Artigo publicado hoje, sábado, na seção Hoje é dia de...
Caderno Alternativo, jornal o Estado do Maranhão
Não duvide: esse guerreiro é você. Mesmo sem armas e sem perfeita consciência
disso saiba que você está indo para uma guerra, talvez, a pior de todas: a
guerra do cotidiano. E é dessa que menos chances você tem de voltar vivo. Basta
lembrar os seus inimigos:
1.Motoqueiros. Eles surgirão dos quatro cantos do mundo e
mais um: aquele que você menos espera. Nem adianta tentar se antecipar para
prevenir: eles o cortarão pela direita, esquerda, por cima ou por baixo.

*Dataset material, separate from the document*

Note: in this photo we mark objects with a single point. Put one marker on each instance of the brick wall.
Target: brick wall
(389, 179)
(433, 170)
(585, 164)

Mantenha a reta, segure firme o volante, contenha-se para não ter um colapso
cardíaco, chegou finalmente o sinal. Ufa!
E pensar que
coisa de dez anos atrás eles não disputavam com você os raros espaços que
sobravam nas avenidas, você era feliz e não sabia. Outro dia disparou um de
dentro de um caixa eletrônico. Você se assustou, freou bruscamente. Nem deu
tempo de perguntar o que ele estava
fazendo lá dentro com moto e tudo, já ele veio perguntando o que você queria lá
também. Você tentou chamar um guarda, mas, ao invés dele, surgiu uma nuvem de
motoqueiros ameaçando linchá-lo. Você, claro, desistiu de ponderar diante de
argumentos tão convincentes e teve que pagar o conserto da moto (e da caixa
eletrônica, idem), dando graças a Deus por ter voltado para casa. Quando ao
amassado do seu próprio carro, você finge até hoje que é só uma ilusão de ótica
passageira.
2.Barreiras
eletrônicas e radares. Você pensava que conhecia as barreiras eletrônicas uma
por uma. Pode-se dizer até que com alguma intimidade, já que elas passaram a povoar seus
pesadelos depois que você pagou uma saravaida de multas. É capaz de dizer qual a mais afoita e até por
quais times elas torcem. (tem uma que deve ser da Gaviões da Fiel, porque mata com sinalizador).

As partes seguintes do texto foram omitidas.